Similar to most previous studies, no statistically significant differences in HRQoL were observed according to sex or serum clinical markers (β-HCG and AFP) [28, 29].

HRQoL emotional functioning scores were highly correlated with depression and anxiety scores. Although depression and anxiety are complex, they are important contributing factors to poor HRQoL [12]. Besides treating diseases, understanding children’s mental status, monitoring depression and anxiety, and providing psychological support are also critical to improving their quality of survival [30].

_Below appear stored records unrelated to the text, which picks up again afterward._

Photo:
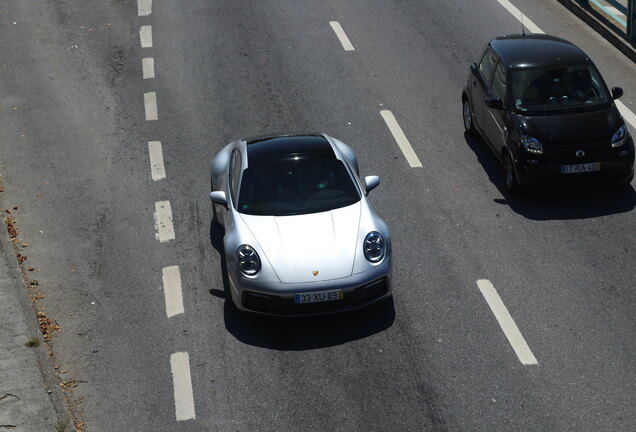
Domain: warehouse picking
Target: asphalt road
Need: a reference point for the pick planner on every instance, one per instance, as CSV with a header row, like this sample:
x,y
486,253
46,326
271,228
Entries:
x,y
75,161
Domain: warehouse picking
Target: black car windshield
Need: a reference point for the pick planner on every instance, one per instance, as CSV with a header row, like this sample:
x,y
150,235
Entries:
x,y
558,88
294,187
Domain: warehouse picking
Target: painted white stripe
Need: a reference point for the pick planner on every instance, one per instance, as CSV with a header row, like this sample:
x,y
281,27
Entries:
x,y
144,7
626,113
400,139
520,17
150,105
148,66
172,291
163,220
182,383
145,35
342,36
506,322
157,169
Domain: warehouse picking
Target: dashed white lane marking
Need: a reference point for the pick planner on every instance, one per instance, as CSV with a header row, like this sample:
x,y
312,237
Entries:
x,y
506,322
400,139
150,105
342,36
157,169
172,291
148,67
520,16
163,220
182,383
144,7
145,35
627,114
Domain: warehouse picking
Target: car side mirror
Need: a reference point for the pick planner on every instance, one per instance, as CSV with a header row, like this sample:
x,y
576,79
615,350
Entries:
x,y
371,182
218,197
494,103
617,92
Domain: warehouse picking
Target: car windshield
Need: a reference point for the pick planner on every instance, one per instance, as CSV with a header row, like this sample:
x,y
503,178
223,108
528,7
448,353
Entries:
x,y
561,88
296,187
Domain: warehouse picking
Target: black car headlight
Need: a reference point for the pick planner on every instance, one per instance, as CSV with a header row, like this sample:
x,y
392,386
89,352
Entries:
x,y
531,144
374,247
619,137
248,261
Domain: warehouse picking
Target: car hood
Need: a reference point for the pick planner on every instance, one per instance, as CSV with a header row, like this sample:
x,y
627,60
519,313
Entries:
x,y
572,127
308,248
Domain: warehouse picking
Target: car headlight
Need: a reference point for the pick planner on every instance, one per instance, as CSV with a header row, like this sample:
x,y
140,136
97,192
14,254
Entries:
x,y
248,260
374,247
531,144
619,137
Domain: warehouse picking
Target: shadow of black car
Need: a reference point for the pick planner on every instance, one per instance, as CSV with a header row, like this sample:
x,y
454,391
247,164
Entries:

Consistent with Kuhlthau’s study, the PPR and CSR scores were highly correlated in all domains, indicating that PPR scores are appropriate in most cases when it is not possible to obtain CSR scores [8]. Consistent with other studies, in most measurements, parents reported worse HRQoL scores than their self-reported children [31]. This may be because parents have more concerns about their children's physical condition, disease recurrence and long-term side effects.

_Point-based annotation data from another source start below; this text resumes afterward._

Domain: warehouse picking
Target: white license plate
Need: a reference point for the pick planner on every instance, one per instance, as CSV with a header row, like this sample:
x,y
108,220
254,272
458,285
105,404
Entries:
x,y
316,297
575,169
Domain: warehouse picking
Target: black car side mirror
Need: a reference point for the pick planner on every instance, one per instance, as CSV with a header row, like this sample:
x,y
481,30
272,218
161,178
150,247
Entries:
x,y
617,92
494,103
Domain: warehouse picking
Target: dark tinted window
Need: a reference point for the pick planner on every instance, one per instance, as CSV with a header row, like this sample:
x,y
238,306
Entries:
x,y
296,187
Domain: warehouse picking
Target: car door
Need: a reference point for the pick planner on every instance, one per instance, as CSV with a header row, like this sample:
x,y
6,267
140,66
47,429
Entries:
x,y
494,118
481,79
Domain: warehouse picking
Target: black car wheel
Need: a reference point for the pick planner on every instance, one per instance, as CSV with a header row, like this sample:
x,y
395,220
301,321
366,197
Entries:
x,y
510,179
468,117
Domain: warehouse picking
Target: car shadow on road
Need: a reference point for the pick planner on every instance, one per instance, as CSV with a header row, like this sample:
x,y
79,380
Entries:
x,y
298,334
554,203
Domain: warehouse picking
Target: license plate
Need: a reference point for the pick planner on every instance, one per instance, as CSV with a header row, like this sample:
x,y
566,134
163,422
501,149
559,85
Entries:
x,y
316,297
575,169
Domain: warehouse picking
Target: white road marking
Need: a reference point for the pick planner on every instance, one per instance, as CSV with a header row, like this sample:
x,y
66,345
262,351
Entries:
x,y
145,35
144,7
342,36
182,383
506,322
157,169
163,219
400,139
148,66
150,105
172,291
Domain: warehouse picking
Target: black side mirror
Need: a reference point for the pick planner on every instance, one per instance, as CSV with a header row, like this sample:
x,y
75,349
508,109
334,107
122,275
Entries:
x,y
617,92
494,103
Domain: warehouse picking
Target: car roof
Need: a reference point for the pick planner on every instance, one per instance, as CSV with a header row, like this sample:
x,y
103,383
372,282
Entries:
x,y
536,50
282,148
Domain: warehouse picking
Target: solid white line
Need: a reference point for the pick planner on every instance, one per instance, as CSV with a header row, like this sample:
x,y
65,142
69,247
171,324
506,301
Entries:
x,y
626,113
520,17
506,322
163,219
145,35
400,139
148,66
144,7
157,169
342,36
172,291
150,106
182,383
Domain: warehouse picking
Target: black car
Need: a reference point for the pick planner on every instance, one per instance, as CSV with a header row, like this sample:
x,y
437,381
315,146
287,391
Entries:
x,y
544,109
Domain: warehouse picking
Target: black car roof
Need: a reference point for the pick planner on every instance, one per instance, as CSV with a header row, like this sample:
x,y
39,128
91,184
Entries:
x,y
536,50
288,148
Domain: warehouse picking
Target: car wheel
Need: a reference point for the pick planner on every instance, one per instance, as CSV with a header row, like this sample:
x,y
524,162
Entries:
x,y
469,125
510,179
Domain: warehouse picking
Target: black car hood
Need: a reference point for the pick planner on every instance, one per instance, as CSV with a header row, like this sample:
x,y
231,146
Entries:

The present study has some limitations. First, clinical data were collected retrospectively and at a single point in time. Since clinical data on the patients’ depression, anxiety and HRQoL before treatment were unavailable, the results could not distinguish changes caused by the tumour itself, the subsequent treatment or interactions between the two, neither did it reveal progressive changes in the HRQoL. Additionally, due to incomplete clinical data, the study did not discuss some factors that were closely related to the prognosis of patients with iGCT, such as hormone deficiency and visual impairment. These clinical factors and other factors regarding parent informants (e.g. education and socio-economic status) should be carefully considered in future studies. Second, although to the best of our knowledge, this is the largest data series involving paediatric iGCT patients, the sample size of this study remains limited. iGCT develops in various locations, and the location of tumours has a significant impact on patients’ HRQoL and mental status. When exploring the prognostic factors of iGCT located in the same region, this study’s sample size was particularly small. Thus, the findings may not be generalizable to all iGCT survivors. Third, some iGCT survivors declined to participate in the study due to poor mental/physical health, lack of interest, or death, and those who consented to participate may have been more health-conscious. Finally, the feasibility of using the HRQoL emotional score as a screening scale for patients with depression or anxiety needs to be further confirmed by a study with a larger sample.

Conclusions

This retrospective study generated valuable data that expands our understanding of the influence of recurrence, tumour location, and treatment method on paediatric iGCT survivors’ depression, anxiety, and HRQoL. Further, PedsQL PPR scores are appropriate in most cases when it is not possible to obtain CSR scores. Early depression and anxiety screening and psychological intervention would be helpful for improving the outcomes of iGCT survivors and should be a standard of care in patients' follow-up.